NHS Hospital Struck Down by Computer Virus

Last Friday IT systems at the West Middlesex University Hospital were hit by the bug leaving hospital workers unable to book appointments via electronic systems, meaning a return to pen and paper. Although the virus was contained and a number of systems cleaned some systems still remain unavailable. The hospital employs 1,900 staff, has 400 beds and looks after 400,000 residents in the Hounslow and Richmond-upon-Thames area.

In a Statement the West Middlesex University Hospital said “We are currently isolating the virus and cleaning the system. This is causing some operational issues. We have implemented our business continuity plan and are operating manual systems as part of our standard procedure. We do have a number of computers working in several priority areas such as A&E, ITU, theatres and some out-patient departments. We have contacted all our partner organisations and are doing everything we can to get back to normal. We apologise for the inconvenience that has been caused so far but do ask the local community to refrain from contacting the hospital for non-urgent requests. A&E is open and accepting patients. If it is not an emergency, we would encourage the local community to contact their GP, visit their local pharmacy and use walk-in centres such as The Heart of Hounslow and Teddington Memorial Hospital where possible. More information about these services can be found at www.nhs.uk”

Recently a number of high profile organisations including the Greater Manchester Police, Leeds NHS and Mid Cheshire NHS Trust have been hit by malware infections causing significant problems.

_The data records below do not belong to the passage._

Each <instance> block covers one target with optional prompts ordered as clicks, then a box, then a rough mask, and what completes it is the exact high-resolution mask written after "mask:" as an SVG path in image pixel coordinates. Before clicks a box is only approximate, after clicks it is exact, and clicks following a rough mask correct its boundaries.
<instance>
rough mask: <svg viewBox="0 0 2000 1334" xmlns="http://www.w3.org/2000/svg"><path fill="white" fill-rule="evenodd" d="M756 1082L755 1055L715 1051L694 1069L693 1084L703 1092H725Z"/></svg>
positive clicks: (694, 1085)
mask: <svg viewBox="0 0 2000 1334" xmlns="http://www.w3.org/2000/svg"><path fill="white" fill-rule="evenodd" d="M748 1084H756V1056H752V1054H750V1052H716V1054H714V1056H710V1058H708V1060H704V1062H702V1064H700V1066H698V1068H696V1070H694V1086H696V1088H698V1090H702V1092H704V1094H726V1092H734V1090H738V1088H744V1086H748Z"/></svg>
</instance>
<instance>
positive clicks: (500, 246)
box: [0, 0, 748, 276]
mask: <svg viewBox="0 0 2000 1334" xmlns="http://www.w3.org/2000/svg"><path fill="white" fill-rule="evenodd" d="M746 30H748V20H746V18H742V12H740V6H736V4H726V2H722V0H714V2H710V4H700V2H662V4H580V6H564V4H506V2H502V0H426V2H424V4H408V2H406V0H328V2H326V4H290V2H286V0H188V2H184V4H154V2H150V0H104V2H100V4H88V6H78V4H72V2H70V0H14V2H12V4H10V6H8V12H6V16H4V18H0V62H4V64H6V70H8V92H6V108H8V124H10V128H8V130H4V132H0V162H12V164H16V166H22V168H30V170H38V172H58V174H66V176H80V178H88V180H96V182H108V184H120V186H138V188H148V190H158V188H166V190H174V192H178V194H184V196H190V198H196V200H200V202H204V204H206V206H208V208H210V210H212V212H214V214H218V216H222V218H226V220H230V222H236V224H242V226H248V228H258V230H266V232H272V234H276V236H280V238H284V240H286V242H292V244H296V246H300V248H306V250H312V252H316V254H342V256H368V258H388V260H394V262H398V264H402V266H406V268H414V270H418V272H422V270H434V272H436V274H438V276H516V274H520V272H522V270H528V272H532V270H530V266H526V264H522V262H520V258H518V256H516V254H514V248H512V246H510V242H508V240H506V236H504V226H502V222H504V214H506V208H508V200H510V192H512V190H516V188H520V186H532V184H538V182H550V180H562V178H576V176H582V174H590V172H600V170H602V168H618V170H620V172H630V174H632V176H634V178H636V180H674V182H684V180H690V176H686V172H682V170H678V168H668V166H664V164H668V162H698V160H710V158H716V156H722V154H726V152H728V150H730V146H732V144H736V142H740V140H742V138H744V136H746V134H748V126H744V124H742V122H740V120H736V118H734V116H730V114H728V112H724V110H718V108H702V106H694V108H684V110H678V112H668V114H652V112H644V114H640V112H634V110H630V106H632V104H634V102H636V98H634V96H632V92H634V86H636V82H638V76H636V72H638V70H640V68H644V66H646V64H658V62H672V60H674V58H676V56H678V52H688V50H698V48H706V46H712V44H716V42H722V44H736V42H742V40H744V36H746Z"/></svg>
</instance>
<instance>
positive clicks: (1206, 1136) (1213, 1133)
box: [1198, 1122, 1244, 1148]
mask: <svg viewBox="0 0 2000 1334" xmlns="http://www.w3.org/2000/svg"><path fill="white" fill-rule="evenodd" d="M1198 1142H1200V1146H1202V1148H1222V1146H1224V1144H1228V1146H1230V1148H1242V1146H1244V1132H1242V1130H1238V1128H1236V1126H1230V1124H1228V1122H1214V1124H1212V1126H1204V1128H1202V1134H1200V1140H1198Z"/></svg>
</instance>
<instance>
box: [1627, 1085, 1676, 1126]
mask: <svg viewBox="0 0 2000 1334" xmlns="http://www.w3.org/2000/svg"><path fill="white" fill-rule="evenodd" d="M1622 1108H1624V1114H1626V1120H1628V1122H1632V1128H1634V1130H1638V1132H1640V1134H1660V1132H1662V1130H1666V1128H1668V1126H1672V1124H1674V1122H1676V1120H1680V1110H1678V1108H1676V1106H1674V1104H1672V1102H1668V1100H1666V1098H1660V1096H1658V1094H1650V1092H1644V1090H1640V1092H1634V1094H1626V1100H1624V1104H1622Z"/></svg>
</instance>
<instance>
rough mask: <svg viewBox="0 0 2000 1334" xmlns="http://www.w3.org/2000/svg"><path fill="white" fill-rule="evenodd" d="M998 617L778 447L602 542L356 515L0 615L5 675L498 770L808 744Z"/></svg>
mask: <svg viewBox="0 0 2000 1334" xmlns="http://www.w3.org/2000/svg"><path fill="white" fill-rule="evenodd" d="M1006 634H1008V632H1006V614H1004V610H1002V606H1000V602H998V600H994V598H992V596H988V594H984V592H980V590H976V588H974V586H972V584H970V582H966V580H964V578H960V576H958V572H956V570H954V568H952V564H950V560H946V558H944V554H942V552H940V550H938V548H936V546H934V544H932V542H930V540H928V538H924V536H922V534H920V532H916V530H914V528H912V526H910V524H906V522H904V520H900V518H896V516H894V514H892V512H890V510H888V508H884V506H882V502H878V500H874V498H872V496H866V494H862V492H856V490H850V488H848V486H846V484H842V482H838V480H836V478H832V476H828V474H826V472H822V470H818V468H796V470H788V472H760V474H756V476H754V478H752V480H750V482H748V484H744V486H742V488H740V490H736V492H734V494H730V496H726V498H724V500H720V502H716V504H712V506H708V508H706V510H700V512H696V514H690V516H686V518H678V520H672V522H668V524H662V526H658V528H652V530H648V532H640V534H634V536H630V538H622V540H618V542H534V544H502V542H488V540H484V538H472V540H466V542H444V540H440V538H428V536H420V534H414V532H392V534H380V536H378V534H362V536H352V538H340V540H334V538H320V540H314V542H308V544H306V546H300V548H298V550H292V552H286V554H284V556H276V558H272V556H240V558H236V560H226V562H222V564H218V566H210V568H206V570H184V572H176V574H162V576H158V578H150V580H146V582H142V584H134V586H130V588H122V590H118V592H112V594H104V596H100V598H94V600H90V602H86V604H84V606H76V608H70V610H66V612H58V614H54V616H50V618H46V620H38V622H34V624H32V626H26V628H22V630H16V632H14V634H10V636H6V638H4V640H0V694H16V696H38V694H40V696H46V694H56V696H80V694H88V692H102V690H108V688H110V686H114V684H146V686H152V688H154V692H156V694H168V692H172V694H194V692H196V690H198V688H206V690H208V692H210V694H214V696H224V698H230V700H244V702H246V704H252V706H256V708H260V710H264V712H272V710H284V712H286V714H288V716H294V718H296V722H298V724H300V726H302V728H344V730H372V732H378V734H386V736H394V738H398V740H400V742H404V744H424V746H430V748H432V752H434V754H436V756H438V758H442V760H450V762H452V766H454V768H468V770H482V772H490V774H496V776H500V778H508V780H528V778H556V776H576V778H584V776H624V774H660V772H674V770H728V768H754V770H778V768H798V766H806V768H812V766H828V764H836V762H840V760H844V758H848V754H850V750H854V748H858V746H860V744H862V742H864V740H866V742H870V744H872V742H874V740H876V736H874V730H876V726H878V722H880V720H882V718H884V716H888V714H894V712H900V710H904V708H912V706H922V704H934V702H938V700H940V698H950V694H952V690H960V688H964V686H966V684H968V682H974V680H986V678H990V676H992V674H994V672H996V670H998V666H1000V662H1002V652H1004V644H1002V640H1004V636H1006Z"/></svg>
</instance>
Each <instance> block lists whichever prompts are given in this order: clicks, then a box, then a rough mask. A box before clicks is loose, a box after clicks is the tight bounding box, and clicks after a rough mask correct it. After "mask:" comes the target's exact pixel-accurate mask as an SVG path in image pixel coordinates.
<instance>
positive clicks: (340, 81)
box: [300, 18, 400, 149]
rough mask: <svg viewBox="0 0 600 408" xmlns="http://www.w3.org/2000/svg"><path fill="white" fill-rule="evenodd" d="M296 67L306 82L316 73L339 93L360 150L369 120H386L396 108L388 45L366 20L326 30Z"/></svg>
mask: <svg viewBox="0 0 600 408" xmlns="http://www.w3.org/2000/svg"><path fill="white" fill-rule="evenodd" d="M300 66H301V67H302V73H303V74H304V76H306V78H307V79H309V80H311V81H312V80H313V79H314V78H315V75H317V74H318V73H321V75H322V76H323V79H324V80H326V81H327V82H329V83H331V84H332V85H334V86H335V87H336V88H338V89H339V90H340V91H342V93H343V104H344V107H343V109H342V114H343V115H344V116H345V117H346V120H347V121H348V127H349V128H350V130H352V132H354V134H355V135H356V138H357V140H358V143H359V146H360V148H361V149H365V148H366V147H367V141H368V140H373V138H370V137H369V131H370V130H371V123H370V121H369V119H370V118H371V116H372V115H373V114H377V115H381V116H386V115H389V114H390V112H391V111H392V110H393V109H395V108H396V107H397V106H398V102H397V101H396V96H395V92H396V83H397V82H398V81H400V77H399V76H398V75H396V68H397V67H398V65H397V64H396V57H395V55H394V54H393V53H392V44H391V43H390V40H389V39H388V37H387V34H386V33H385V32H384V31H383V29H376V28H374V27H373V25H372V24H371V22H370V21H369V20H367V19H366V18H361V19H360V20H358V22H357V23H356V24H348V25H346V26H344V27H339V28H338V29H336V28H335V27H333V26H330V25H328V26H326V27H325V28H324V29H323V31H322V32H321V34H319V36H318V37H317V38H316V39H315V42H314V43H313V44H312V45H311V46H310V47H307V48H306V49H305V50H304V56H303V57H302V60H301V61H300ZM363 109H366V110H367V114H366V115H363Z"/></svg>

In large public service organisation many legacy systems only function correctly with certain types of web browser, many of which are now out of date and are unable to cope with today’s more sophisticated viruses. Recently Microsoft announced that a critical flaw in Internet Explorer 6 had been the route by which Chinese hackers had managed to enter Google’s corporate systems. The company advised uses to upgrade from IE6 to Internet Explorer 7 which contains a number of security enhancements. Although Internet Explore 8 exists the Department of Health was unable to advise Trusts to upgrade to the newer browser due to support issues with NHS applications.